Commonwealth Press donated 100% of proceeds of Bernie chair yard signs in homage to Sanders' own philanthropy | News | Pittsburgh | Pittsburgh City Paper

Commonwealth Press donated 100% of proceeds of Bernie chair yard signs in homage to Sanders' own philanthropy

click to enlarge Commonwealth Press donated 100% of proceeds of Bernie chair yard signs in homage to Sanders' own philanthropy (2)
Photo: Commonwealth Press
Bernie chair yard sign
When Sen. Bernie Sanders was spotted sitting in a chair, arms folded with his iconic mittens during the presidential inauguration, his image quickly went viral and became a universally loved meme. Pittsburgh joined in on the fun too and created scores of yinzer-specific Bernie memes.

The Sanders campaign itself even took part, and made merchandise like sweaters and shirts, and then donated $1.8 million in proceeds to Vermont charities.

Local print shop Commonwealth Press created a life-size yard sign of the progressive senator sitting in his inauguration pose. The shop didn’t really intend to sell many of them, with a tongue-in-cheek post discouraging people from buying them, but the print shop sold a lot of signs anyway, and like Sanders, donated 100% of the proceeds to two Pittsburgh charities.
Before making the yard signs, Dan Rugh of Commonwealth Press says the shop received many requests for t-shirts and other merchandise, but they were a bit reluctant to have the shop hop on the trend.

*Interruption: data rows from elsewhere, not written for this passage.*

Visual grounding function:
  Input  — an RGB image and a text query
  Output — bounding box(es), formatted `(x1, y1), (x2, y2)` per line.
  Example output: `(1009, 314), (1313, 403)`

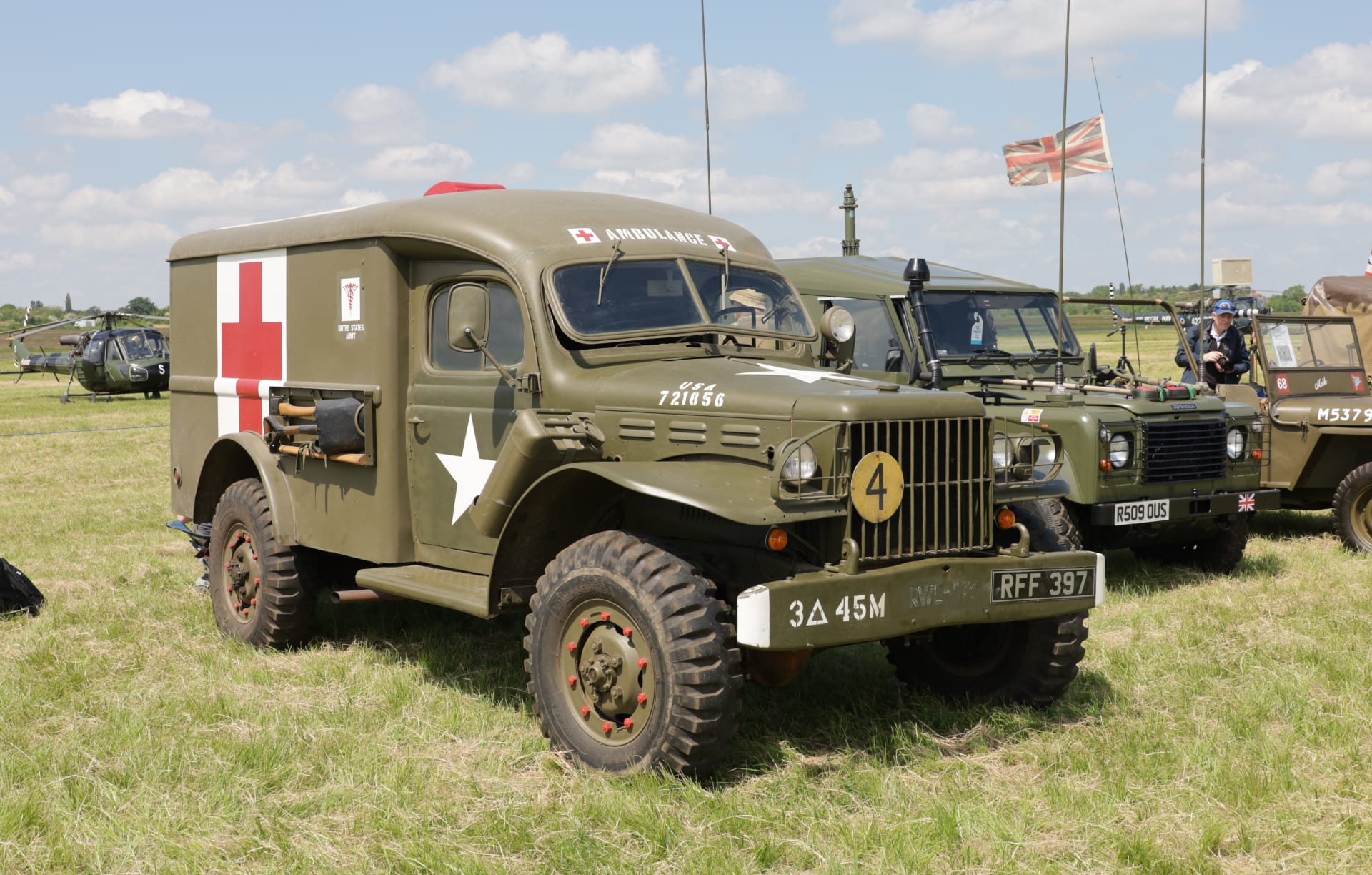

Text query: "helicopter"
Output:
(0, 311), (172, 403)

Then Commonwealth Press decided that a yard sign would be funny and in good spirit.

“We put it in the yard, just to be funny,” says Rugh. “First words of our post were like ‘do not buy this,’ but people were really interested in them. We let it run for a bit.”

It ran, and Rugh says they were happy to go a long for a while, printing and creating Bernie signs for people. After a week, Commonwealth Press announced on social media that the shop had donated all of the proceeds from the sign sales to local youth development group Shadow Student Athletes and the Brashear Association's food pantry.

Rugh says the charities were in homage to Sanders’ decision to donate to charities in his home state, like food banks and other groups. Commonwealth Press has struggled during the pandemic (the print shop had to close down their Bloomfield storefront last year), but Rugh says the decision to donate the proceeds was an easy one. He says he didn’t want to come off as opportunistic in capitalizing on the Bernie meme trend.

“I was just trying to be funny and lighthearted,” says Rugh. “I didn’t want to look like it was trying to exploit something. If it goes to a good cause, that is the goal.”

Rugh wouldn’t say how many signs they sold, but said they were able to donate funds with “a couple zeros” to the Pittsburgh charities. When asked what he would want Sanders to take away from Commonwealth Press’ signs and donations, Rugh says he would want Sanders to know the shop is trying to follow his good example. And of course remind him that Commonwealth Press is a strong supporter of labor unions, and is the only unionized all-encompassing print, design, and screening shop in the city of Pittsburgh.

“I would just be proud to tell him that we followed in his footsteps,” says Rugh. “And showed that these efforts can be done in good faith. And that we are the only union print shop in the region. I would want him to know that is important to us.”